9:10 p.m.: Three songs in, Beck breaks into "Loser" and a unanimous sing-along commences. Mr. Hansen continues to pull out all the stops, dropping one funky hit after another with a run that includes “Qué Onda Güero,” “Hell Yes” and “Sexx Laws.” Halfway through the set, Beck brings down the vibe for gorgeous renditions of quieter tunes “Blue Moon” and “Lost Cause.”
9:35 p.m.: Tegan & Sara give a lively crowd what it wants, ending their set with “Closer.” Energy in the crowd is off the charts; even the most macho festival bro is jumping giddily and dancing like Molly Ringwald circa "Breakfast Club."
10:30 p.m.: It’s headliner time at Firefly and Outkast is the only game in town. Eighty-thousand fans crowd around the main stage as the duo explodes with “B.O.B.” Andre 3000 wears a white wig and shades and a black jumpsuit that reads “Children of the Cornbread” on his chest.
10:40 p.m.: Andre and Big Boi take a break from the bangers to talk about their 20-year legacy. They’re smiling, bantering back and forth and seeming like they’re having more fun onstage than they’ve had all tour.

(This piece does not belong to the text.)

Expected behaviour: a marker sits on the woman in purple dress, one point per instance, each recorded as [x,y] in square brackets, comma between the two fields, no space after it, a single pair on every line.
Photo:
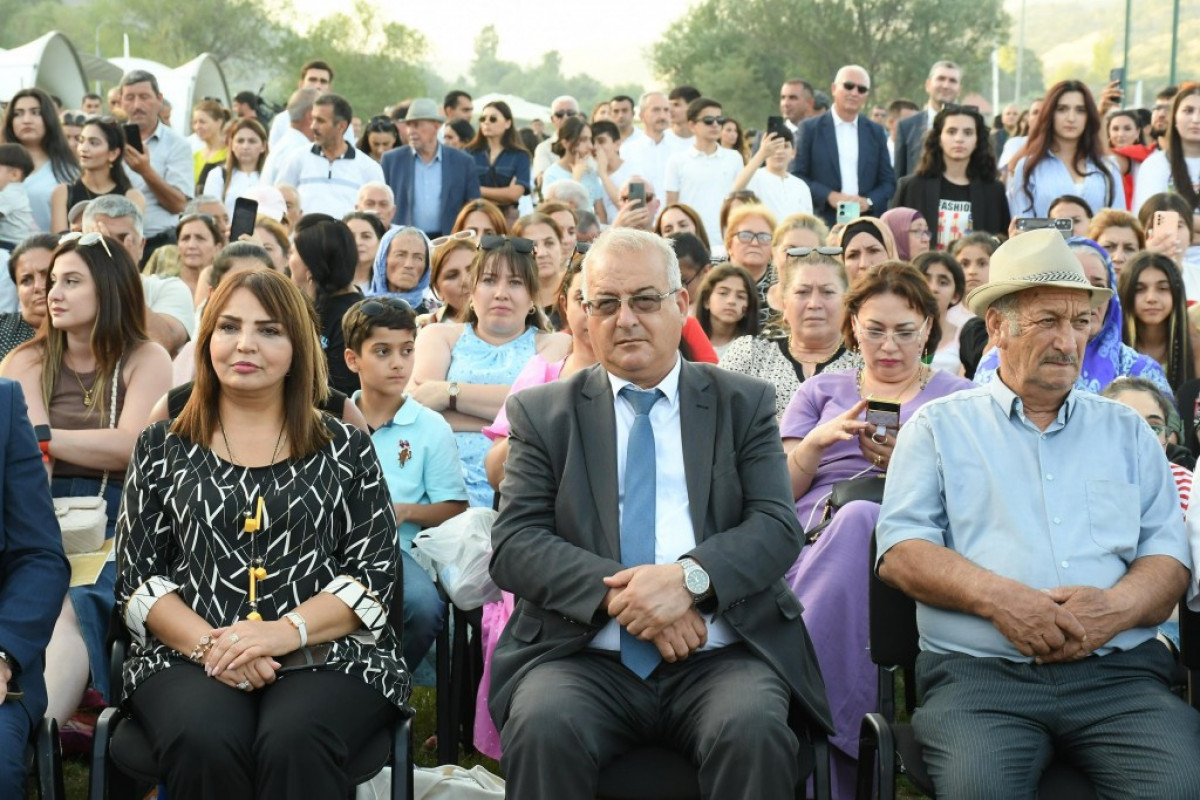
[892,318]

11:12 p.m.: After a run of funky, ass-shaking jams, Andre 3000 slows things down with a few mellow jams from “The Love Below.” “If You don’t get nothing from your girlfriend or boyfriend tonight, then I can’t do nothing for ya,” he says, breaking into “Prototype.” From there, he picks up the pace, inviting several women onstage to shake it like a Polaroid picture for the hand-raising “Hey Ya!” As Dre stops to hug each lady, one in particular catches his eye. “Whoever makin' these shorts deserves a Nobel Peace Prize.”

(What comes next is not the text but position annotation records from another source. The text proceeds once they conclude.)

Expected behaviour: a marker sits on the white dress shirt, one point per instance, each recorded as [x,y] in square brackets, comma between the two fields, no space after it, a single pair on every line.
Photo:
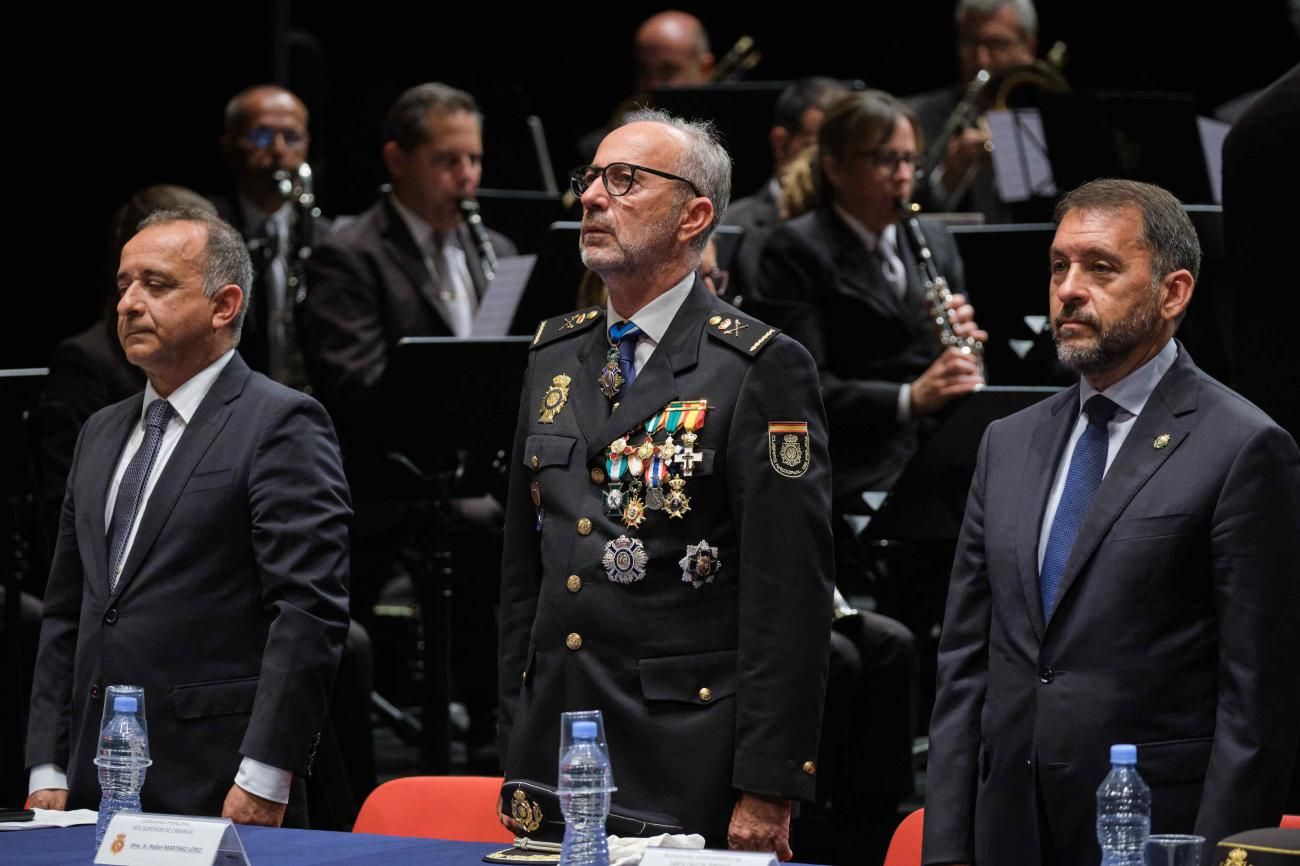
[267,782]
[459,299]
[653,319]
[1130,394]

11:40 p.m.: “There’s a lot of bitches in the house tonight,” Andre jokes. “Bitch ain’t no bad word. Stop playing like it is. Whore ain’t no bad word neither.” “What about slut,” Big Boi asks. “Hell no slut ain’t no bad word. Do what you gotta do!” With that, the stage is set for “Roses,” which sees the entire crowd chanting the refrain “crazy bitch.” Later, the duo cleaned up their act with “So Fresh, So Clean.”
12:15 a.m.: Outkast leaves fans with “The Whole World,” but Dre and Big Boi don’t get the last word. Firefly after-dark rolls as a massive crowd makes it way to the Backyard stage. Colorado-born beatmaven Pretty Lights (aka Derek Vincent Smith) lives up to his name, lighting up the night sky with an dazzling laser display that elicits collective gasps from the audience.